Isn’t it prudent to err on the side of caution and have the student removed from the building for outside evaluation? In fact, if everyone gets it wrong that a student shows signs he might take a gun into the school, but never carries out a plan to kill, then I say good. It’s better to be wrong then it is to be right in these cases.

Experts in the study of school shootings warn that educators and parents in America should not think these horrific events “will never happen in our school.” This is where my concern gets personal. I have two children who attend high school, and every time I hear of another shooting, I worry more for my kids’ safety, and for that matter, I worry for everybody’s kids’ safety in their schools, too.

According to CNN, from 2009 to 2019, there have been 180 school shootings and 356 victims, and the number of casualties has been growing since then.

In 2018, a group of emotional survivors of a school shooting in a Florida high school spoke about their ordeal to President Donald Trump. His response was, “We hear you. What can we do to help keep you safe?” Should we be asking children to come up with ideas to protect themselves? Leadership at every level continues to turn their heads from this problem instead of making these horrific tragedies their priority.

Some say that threat assessment teams are impractical. Others feel metal detectors and the presence of an in-school security officer are sufficient deterrents to student shooters. Yet many of these shootings have occurred despite these safety measures. Intruders can come through a back or side door, and once inside, a security officer can do little to stop the onslaught.

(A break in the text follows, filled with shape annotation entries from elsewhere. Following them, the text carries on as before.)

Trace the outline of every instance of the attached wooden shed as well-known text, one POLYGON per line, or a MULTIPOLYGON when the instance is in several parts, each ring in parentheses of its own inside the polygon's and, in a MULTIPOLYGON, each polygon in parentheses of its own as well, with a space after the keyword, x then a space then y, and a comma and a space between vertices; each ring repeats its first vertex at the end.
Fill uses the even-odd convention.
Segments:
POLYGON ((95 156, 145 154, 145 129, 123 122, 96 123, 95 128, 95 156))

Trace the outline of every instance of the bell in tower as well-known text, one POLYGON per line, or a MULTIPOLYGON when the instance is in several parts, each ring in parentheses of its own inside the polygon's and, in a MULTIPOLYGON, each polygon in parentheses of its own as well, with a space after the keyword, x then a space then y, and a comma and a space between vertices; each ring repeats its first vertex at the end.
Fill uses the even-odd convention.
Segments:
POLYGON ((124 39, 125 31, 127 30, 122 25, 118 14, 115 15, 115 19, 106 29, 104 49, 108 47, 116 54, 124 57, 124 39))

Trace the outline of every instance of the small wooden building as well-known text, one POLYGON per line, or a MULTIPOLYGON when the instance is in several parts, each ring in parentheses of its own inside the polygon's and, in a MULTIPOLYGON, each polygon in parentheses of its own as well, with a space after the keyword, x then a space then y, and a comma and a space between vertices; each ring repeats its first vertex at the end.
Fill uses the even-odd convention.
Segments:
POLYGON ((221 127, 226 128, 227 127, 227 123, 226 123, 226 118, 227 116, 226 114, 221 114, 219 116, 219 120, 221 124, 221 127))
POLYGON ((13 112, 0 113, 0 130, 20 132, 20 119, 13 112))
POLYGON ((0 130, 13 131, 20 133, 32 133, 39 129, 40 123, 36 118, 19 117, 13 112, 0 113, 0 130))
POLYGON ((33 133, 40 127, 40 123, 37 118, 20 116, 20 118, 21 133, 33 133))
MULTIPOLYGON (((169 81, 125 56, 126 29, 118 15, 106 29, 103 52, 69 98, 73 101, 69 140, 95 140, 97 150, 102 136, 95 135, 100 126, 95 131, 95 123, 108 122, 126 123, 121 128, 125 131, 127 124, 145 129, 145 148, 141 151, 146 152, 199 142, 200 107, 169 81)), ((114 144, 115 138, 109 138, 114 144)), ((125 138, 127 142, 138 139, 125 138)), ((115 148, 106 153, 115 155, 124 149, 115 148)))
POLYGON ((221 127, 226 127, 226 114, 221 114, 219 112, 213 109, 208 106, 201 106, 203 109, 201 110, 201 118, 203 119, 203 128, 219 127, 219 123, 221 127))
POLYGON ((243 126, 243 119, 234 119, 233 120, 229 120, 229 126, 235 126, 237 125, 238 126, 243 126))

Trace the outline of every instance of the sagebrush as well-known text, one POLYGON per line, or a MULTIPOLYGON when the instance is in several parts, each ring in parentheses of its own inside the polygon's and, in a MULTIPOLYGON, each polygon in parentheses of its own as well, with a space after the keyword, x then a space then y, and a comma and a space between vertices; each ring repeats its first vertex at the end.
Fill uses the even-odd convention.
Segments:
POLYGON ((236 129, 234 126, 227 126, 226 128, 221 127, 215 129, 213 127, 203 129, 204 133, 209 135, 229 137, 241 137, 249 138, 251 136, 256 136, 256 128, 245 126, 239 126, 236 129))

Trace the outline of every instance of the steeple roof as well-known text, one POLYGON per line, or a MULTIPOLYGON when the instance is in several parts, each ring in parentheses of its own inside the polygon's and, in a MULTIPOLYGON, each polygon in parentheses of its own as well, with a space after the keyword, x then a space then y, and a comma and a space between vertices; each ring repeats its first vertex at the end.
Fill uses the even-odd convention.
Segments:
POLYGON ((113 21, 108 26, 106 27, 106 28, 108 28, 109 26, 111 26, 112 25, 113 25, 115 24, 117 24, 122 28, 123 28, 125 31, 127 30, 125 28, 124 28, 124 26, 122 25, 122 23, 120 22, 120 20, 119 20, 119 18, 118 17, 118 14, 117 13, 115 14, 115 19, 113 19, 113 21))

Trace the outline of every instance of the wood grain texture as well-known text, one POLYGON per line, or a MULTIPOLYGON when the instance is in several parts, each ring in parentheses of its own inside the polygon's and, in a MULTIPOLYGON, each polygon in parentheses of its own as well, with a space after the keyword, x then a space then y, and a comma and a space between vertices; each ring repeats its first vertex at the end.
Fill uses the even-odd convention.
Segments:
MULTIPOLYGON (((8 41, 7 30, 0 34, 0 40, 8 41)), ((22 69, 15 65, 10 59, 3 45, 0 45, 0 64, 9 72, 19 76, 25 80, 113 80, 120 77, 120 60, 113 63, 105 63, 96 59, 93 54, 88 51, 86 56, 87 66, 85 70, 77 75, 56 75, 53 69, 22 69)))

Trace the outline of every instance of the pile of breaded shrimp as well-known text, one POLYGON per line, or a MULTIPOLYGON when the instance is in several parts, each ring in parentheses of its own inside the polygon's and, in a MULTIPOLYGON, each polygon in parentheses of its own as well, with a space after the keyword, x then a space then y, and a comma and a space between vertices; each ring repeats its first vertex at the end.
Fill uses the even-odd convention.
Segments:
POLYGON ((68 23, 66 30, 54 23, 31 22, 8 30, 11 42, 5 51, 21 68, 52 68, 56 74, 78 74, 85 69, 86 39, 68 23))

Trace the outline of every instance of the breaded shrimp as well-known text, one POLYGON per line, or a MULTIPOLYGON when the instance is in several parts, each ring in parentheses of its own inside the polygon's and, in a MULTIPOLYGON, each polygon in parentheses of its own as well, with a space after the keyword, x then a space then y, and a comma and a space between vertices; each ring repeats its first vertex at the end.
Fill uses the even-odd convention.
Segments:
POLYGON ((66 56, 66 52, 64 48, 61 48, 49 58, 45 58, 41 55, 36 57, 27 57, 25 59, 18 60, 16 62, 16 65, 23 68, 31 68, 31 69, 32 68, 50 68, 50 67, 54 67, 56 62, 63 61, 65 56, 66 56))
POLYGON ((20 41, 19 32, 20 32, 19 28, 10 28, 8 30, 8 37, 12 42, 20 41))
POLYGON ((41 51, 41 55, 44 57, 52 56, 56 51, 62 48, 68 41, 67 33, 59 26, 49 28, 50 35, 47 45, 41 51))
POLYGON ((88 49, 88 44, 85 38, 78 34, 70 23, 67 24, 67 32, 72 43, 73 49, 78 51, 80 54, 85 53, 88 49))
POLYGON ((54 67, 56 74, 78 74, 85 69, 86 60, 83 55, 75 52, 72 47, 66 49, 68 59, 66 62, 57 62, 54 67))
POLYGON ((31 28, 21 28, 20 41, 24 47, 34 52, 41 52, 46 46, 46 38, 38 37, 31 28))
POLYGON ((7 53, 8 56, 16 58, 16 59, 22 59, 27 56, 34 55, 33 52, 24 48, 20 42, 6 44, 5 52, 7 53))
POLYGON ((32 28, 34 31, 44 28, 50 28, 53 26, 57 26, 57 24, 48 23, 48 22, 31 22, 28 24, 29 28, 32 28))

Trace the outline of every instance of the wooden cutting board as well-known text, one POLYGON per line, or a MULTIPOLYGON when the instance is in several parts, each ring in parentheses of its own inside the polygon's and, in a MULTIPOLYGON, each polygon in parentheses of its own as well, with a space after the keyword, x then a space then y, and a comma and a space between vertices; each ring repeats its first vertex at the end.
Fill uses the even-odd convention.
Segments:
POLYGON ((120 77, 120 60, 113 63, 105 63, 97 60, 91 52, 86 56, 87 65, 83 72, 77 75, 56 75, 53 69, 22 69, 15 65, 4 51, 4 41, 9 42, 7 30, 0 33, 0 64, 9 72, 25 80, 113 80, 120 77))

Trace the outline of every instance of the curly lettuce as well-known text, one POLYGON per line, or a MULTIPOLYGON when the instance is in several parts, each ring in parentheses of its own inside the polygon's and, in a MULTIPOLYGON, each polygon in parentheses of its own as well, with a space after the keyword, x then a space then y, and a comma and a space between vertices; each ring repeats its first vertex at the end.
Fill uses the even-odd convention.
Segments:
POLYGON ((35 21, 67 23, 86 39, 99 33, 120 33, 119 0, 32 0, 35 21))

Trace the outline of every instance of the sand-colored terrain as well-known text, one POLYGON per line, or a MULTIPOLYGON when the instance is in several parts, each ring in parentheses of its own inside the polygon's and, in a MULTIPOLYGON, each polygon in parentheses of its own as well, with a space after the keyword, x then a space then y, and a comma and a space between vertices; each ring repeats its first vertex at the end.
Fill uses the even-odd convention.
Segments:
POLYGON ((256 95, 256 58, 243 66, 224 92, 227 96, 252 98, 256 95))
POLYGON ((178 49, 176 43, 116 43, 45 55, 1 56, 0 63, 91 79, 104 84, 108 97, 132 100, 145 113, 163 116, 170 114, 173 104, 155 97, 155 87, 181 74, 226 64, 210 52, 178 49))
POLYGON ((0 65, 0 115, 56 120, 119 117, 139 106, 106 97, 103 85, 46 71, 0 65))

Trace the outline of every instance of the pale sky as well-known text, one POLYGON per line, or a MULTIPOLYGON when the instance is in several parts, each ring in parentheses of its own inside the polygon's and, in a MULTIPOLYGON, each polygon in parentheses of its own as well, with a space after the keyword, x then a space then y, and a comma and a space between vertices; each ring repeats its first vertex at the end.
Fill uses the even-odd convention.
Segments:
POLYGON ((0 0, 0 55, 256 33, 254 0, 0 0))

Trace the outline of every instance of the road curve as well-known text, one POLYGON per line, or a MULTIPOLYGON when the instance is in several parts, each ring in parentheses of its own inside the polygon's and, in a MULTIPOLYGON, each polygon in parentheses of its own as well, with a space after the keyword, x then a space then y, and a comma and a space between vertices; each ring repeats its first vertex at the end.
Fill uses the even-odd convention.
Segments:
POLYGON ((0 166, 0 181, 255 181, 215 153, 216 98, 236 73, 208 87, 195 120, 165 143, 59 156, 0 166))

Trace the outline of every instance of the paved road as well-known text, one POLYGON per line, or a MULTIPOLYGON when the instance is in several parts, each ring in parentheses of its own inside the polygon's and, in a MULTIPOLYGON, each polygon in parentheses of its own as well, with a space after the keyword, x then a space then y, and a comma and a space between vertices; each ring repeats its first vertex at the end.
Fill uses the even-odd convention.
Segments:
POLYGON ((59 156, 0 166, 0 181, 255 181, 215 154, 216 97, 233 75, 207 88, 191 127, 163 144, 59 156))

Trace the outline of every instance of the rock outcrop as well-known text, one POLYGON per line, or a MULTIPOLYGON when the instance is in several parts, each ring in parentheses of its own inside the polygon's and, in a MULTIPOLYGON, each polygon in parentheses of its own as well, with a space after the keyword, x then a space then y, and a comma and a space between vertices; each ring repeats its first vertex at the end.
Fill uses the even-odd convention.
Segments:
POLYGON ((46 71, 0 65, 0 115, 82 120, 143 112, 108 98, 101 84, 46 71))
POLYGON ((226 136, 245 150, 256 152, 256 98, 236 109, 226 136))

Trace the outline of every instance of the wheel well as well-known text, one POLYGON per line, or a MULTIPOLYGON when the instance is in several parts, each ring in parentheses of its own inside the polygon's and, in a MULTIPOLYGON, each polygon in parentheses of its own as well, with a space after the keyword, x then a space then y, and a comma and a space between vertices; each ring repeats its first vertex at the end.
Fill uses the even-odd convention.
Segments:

It was once proposed that the perimeter of every school have an underground cable alarm system that detects gun ammunition. The idea was passed off as improbable and too expensive to install at every school in America.

Improbable, they say? The principle of the system is based upon something many dog owners have in their yards called invisible fences. The dog is stopped from stepping outside the yard by an underground cable that’s alarmed with the dog’s collar.

Too expensive, they say? More than $160 billion in revenue was collected by Apple on their sale of just their cellphones in 2018. How about the techno-industry kick in some of their money to keep our kids safe and use the expense as a tax write off?

If we do nothing more to keep our kids safe in school, then the next victim’s family will have only to think about what never happened.